In the same story, Barr had the nerve to say Seaboard Hotels doesn’t have the money to do the job. Are you kidding me? I don’t have the money to buy a condo in Paris, but I don’t expect taxpayers to buy one for me.
As for the group of Townsite residents protesting the siting of the sewage-treatment plant, they get short shrift, except from councillor Rob Southcott. One councillor sneered at one Townsite speaker, saying she hoped they wouldn’t just repeat themselves. During another presentation, two councillors were seen joking (we don’t know about what).
Regardless of who is right on this issue, it is disturbing to see ordinary residents with genuine concerns so disrespected.
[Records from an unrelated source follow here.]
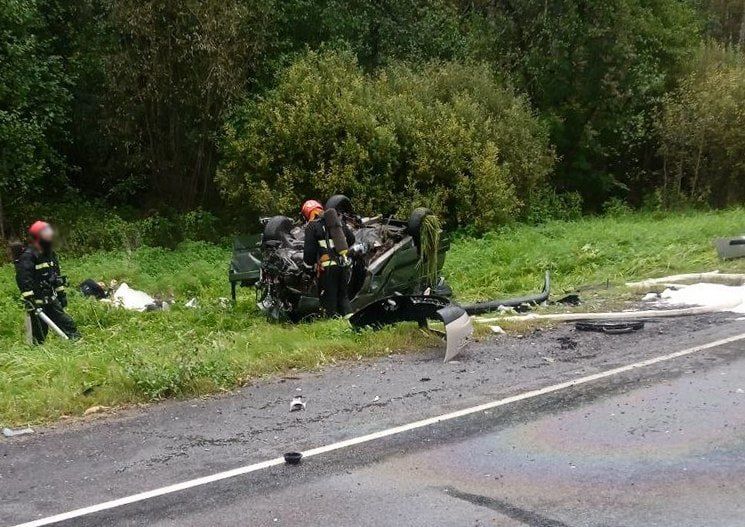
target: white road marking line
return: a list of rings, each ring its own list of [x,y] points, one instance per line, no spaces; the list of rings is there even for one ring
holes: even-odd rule
[[[716,340],[714,342],[709,342],[708,344],[694,346],[693,348],[676,351],[675,353],[669,353],[667,355],[661,355],[659,357],[654,357],[652,359],[635,362],[633,364],[628,364],[626,366],[620,366],[618,368],[613,368],[613,369],[605,370],[599,373],[594,373],[592,375],[587,375],[585,377],[580,377],[578,379],[573,379],[571,381],[566,381],[566,382],[562,382],[559,384],[553,384],[551,386],[546,386],[545,388],[539,388],[537,390],[523,392],[521,394],[513,395],[511,397],[505,397],[504,399],[499,399],[497,401],[492,401],[490,403],[480,404],[478,406],[472,406],[470,408],[464,408],[463,410],[458,410],[456,412],[450,412],[447,414],[438,415],[436,417],[430,417],[428,419],[414,421],[413,423],[408,423],[405,425],[388,428],[387,430],[381,430],[380,432],[374,432],[372,434],[367,434],[364,436],[359,436],[359,437],[355,437],[352,439],[339,441],[337,443],[332,443],[330,445],[312,448],[310,450],[306,450],[305,452],[303,452],[303,458],[326,454],[328,452],[333,452],[335,450],[341,450],[342,448],[348,448],[351,446],[368,443],[370,441],[375,441],[377,439],[383,439],[385,437],[390,437],[393,435],[401,434],[403,432],[416,430],[418,428],[424,428],[426,426],[431,426],[437,423],[442,423],[444,421],[458,419],[459,417],[465,417],[467,415],[476,414],[479,412],[483,412],[485,410],[490,410],[492,408],[505,406],[507,404],[515,403],[518,401],[524,401],[526,399],[532,399],[534,397],[539,397],[541,395],[546,395],[548,393],[558,392],[566,388],[571,388],[573,386],[579,386],[581,384],[587,384],[589,382],[597,381],[599,379],[605,379],[607,377],[612,377],[613,375],[618,375],[619,373],[625,373],[627,371],[644,368],[646,366],[651,366],[653,364],[657,364],[660,362],[677,359],[679,357],[684,357],[686,355],[691,355],[699,351],[704,351],[704,350],[708,350],[711,348],[724,346],[725,344],[730,344],[732,342],[737,342],[743,339],[745,339],[745,333],[742,333],[740,335],[735,335],[732,337],[727,337],[721,340]],[[282,463],[284,463],[284,458],[278,457],[278,458],[270,459],[267,461],[262,461],[261,463],[254,463],[253,465],[246,465],[244,467],[235,468],[233,470],[228,470],[225,472],[218,472],[217,474],[212,474],[211,476],[204,476],[202,478],[192,479],[189,481],[184,481],[182,483],[176,483],[174,485],[168,485],[167,487],[161,487],[159,489],[154,489],[154,490],[150,490],[147,492],[141,492],[139,494],[133,494],[131,496],[126,496],[124,498],[106,501],[103,503],[99,503],[97,505],[91,505],[90,507],[83,507],[81,509],[75,509],[75,510],[65,512],[62,514],[56,514],[54,516],[48,516],[46,518],[41,518],[38,520],[21,523],[13,527],[41,527],[43,525],[51,525],[53,523],[58,523],[58,522],[62,522],[65,520],[71,520],[73,518],[80,518],[81,516],[88,516],[90,514],[95,514],[97,512],[101,512],[101,511],[105,511],[109,509],[115,509],[117,507],[122,507],[124,505],[130,505],[132,503],[149,500],[151,498],[157,498],[158,496],[164,496],[166,494],[172,494],[174,492],[191,489],[193,487],[198,487],[200,485],[207,485],[208,483],[214,483],[216,481],[233,478],[235,476],[249,474],[251,472],[263,470],[265,468],[281,465]]]

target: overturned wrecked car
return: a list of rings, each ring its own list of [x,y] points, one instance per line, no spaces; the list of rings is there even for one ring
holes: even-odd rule
[[[355,235],[356,242],[349,251],[353,311],[391,295],[425,291],[442,297],[451,295],[440,275],[450,247],[448,239],[438,235],[436,247],[422,241],[422,226],[432,214],[428,209],[414,209],[408,220],[363,218],[341,195],[331,197],[326,208],[335,209]],[[315,270],[303,264],[303,224],[286,216],[267,218],[262,223],[260,236],[236,240],[228,274],[233,298],[238,286],[254,287],[259,309],[274,319],[299,321],[318,314]]]
[[[352,230],[348,294],[353,327],[382,327],[404,321],[427,327],[431,319],[446,328],[446,360],[454,357],[473,331],[468,315],[451,304],[452,291],[441,275],[450,247],[439,223],[426,208],[407,220],[361,217],[349,199],[332,196],[333,209]],[[315,270],[303,263],[305,228],[286,216],[262,221],[260,236],[236,240],[229,269],[233,299],[238,286],[253,287],[261,311],[293,322],[321,311]]]

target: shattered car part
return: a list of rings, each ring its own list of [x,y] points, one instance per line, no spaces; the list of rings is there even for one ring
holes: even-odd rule
[[[577,322],[574,325],[578,331],[598,331],[601,333],[620,334],[631,333],[644,329],[643,320],[597,320]]]
[[[290,401],[290,411],[299,412],[300,410],[305,410],[305,401],[303,401],[302,395],[296,395]]]
[[[420,266],[418,229],[431,212],[415,209],[408,220],[354,215],[348,198],[333,196],[329,211],[352,230],[355,243],[348,252],[348,291],[352,311],[393,294],[419,294],[427,286]],[[238,285],[255,287],[256,303],[270,318],[298,321],[320,311],[317,274],[303,262],[304,225],[285,216],[262,220],[260,237],[236,240],[229,280],[233,298]],[[440,239],[438,271],[450,244]],[[435,295],[447,296],[450,288],[438,275],[432,286]]]
[[[17,437],[33,433],[33,428],[3,428],[3,435],[5,437]]]
[[[473,334],[468,313],[441,296],[389,296],[372,302],[349,318],[355,328],[381,328],[399,322],[417,322],[427,327],[428,320],[441,320],[445,324],[445,362],[456,357]]]
[[[489,300],[486,302],[478,302],[475,304],[467,304],[462,306],[463,309],[469,315],[482,315],[490,311],[497,311],[500,307],[520,307],[523,304],[536,305],[542,304],[548,300],[549,293],[551,292],[551,274],[546,271],[546,275],[543,279],[543,289],[540,293],[535,295],[528,295],[517,298],[506,298],[504,300]]]

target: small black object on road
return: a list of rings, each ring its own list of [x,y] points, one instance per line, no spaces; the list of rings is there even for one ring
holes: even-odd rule
[[[643,320],[594,320],[577,322],[578,331],[599,331],[601,333],[620,334],[639,331],[644,328]]]

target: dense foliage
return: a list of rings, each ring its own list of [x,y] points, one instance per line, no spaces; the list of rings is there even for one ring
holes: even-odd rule
[[[719,47],[670,94],[659,120],[668,204],[714,206],[745,199],[745,61]]]
[[[483,66],[367,75],[349,53],[310,52],[234,121],[218,181],[259,214],[341,192],[360,212],[427,205],[487,229],[520,214],[553,165],[527,101]]]
[[[306,192],[348,191],[363,208],[428,204],[479,229],[574,213],[578,197],[585,211],[655,193],[667,193],[663,205],[698,199],[705,189],[686,183],[671,192],[665,161],[684,147],[655,119],[663,101],[672,119],[674,100],[679,119],[694,119],[690,93],[708,88],[690,65],[704,39],[741,55],[743,2],[0,0],[0,236],[68,194],[140,218],[195,207],[224,216],[221,166],[234,205],[261,183],[250,189],[263,193],[256,207],[240,203],[243,217],[270,202],[289,210]],[[331,56],[343,64],[322,80],[293,77]],[[329,100],[305,118],[317,110],[330,129],[314,145],[291,116],[321,81]],[[279,104],[283,93],[295,100]],[[347,104],[354,112],[330,122]],[[258,160],[245,149],[265,125]],[[283,130],[299,142],[271,136]],[[520,134],[526,144],[514,143]],[[459,205],[470,197],[496,210]]]

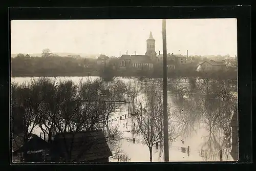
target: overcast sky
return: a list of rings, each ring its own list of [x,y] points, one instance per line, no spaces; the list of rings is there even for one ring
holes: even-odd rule
[[[162,19],[12,20],[11,51],[144,55],[151,31],[162,53]],[[234,56],[237,33],[234,18],[167,19],[167,53]]]

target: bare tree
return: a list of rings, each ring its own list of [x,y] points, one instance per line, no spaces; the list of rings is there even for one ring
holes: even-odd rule
[[[151,86],[147,92],[137,106],[137,108],[142,108],[142,115],[136,117],[136,121],[138,131],[148,147],[150,161],[152,161],[153,145],[157,142],[163,142],[163,100],[162,96],[157,93],[155,86]],[[178,137],[175,126],[173,124],[172,117],[169,115],[168,137],[171,142]]]
[[[17,130],[17,126],[20,129],[17,133],[23,133],[22,137],[24,143],[23,153],[25,162],[27,160],[27,144],[29,136],[36,126],[34,121],[38,117],[34,108],[35,102],[38,101],[37,92],[32,89],[31,87],[31,84],[26,82],[22,84],[12,86],[13,130]]]

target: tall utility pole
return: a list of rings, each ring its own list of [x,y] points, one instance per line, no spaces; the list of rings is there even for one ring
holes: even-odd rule
[[[169,161],[169,142],[168,141],[168,115],[167,110],[167,52],[166,22],[163,19],[163,138],[164,161]]]

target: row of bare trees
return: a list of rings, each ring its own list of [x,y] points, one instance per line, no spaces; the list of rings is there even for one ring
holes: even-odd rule
[[[118,81],[114,81],[111,86],[106,86],[100,80],[81,80],[76,84],[70,80],[57,81],[56,78],[51,80],[47,77],[31,79],[22,84],[13,82],[13,135],[24,133],[26,146],[29,135],[36,126],[47,135],[50,144],[56,133],[75,135],[82,131],[101,129],[113,157],[128,160],[120,148],[122,133],[117,126],[109,124],[110,118],[121,108],[120,104],[116,103],[121,96],[117,93],[120,92],[118,84]],[[107,96],[100,98],[101,92],[108,89]],[[69,155],[63,160],[72,161],[72,147],[67,146],[66,150]],[[26,149],[23,154],[26,161]]]
[[[196,124],[203,123],[209,133],[202,145],[207,153],[206,160],[214,159],[215,152],[221,149],[228,153],[231,148],[231,117],[238,111],[237,79],[212,77],[207,74],[188,78],[186,81],[176,78],[169,85],[180,108],[176,112],[179,121],[184,118],[182,113],[185,114],[187,124],[184,125],[190,125],[187,127],[194,132]]]

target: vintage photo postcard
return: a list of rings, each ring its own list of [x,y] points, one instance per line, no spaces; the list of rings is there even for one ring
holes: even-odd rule
[[[12,160],[238,160],[236,18],[12,20]]]

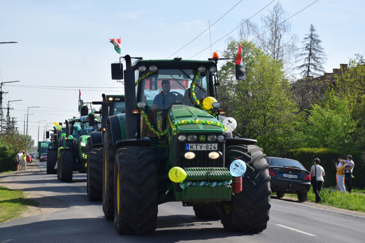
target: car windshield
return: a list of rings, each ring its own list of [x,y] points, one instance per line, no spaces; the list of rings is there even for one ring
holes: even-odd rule
[[[194,106],[189,96],[191,83],[195,76],[192,69],[160,69],[158,74],[141,80],[141,101],[152,108],[168,109],[173,103]],[[198,100],[208,96],[206,76],[198,76],[195,86]],[[192,99],[192,95],[191,95]]]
I highlight the “new majority” because they ran promising to do things differently. That things remain much the same, particularly in terms of equity, was revealed early in the new council’s term. Having agreed to get rid of the flat-tax portion of residential taxes over a period of seven years, all it took to get them to reverse their principled position was a handful of developers yelling at them (only Southcott refused to be intimidated).
Council quickly backed down and passed a resolution keeping the tax until 2030. This dreadful tax hits the poorest property owners the hardest and gives a break to the wealthiest homeowners.
Then, of course, there is the continued giveaway to Catalyst Paper Corporation. Despite having all the facts regarding the ineffectiveness of the tax break, council voted unanimously to continue giving a million dollars plus to Catalyst.
Everyone concerned knew municipal taxes make up about half of one per cent of Catalyst’s total operating costs. In short, the tax break will have almost no impact on the company’s bottom line. But it is having a real impact on working people and small businesses who have to make up the tax shortfall.
One of the 10 guiding principles in the Powell River’s 2014 Sustainable Official Community Plan is to “strive for equity.” Instead, what we have is a council too often failing to find the courage to do so.
Murray Dobbin is a Powell River freelance writer and social commentator.